Riverdale – review


Since the huge success of the suspenseful and sexy Vampire Diaries and Twilight sagas, new series Riverdale purposefully uses similar tropes that are guaranteed to be a win among teens. It’s a quick fix. However – with its lack of witty, political, social and erotic subtleties – Riverdale will most likely only capture the attention of gullible young American kids, or maybe a handful of Irish secondary school students.

After a mysterious narrator explains how this town (like many other towns on TV) is not what it seems, viewers meet the red-headed Blossom twins: Cheryl and Jason. Incestual tension can be felt between the wealthy and weirdly close siblings. Disaster strikes when Jason goes missing, leaving behind no traces except a mascara-drenched Cheryl.

The focus shifts towards Archie. Between football, music, and helping out at his dad’s construction company, the poor protagonist is torn between the three most stereotypical desires of a high school boy. His love life is also in chaos. His attention span for his best friend Betty Cooper is that of a goldfish, as the poor girl does all she can to tell him how deeply she loves him. Then in comes Veronica Lodge – beautiful, rich, attractive, seductive – and Archie’s eyes pop out of his head.

The deeply American attitudes in this drama are past comfort. The archetypes portrayed are so predictable that one can easily take a guess at what each character is bound to say next. As well, some of the scenes which depict Archie’s past love life are just downright odd. In one flashback, Archie walks through his dad’s construction site, taking his shirt off seductively while his young music teacher gives an exaggerated wink on her drive through the site. The scene juts out awkwardly; clumsily hinting at a hidden secret between them. Another tired and overused archetype.

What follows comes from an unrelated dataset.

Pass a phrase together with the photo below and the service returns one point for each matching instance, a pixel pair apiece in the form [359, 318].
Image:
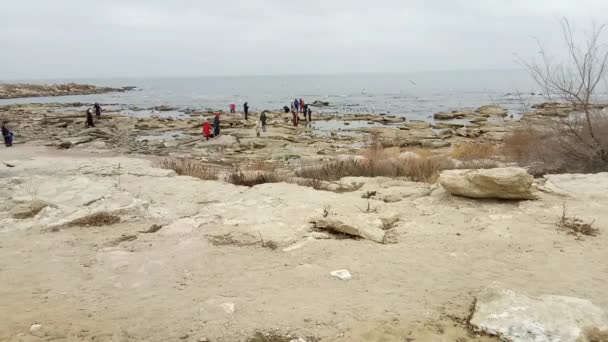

The sole hint of genius in Riverdale is the narration. The narrator (Cole Sprouse) is not the beautiful and seductive Archie, but the wholly average Jughead. It seems he is the creator, writing the story that unfolds before our eyes, while also taking a part in it.

The teen drama serves its purpose but, ultimately, Riverdale restricts itself from reaching a more ample audience due to meagre content, boring script and lack of character novelty.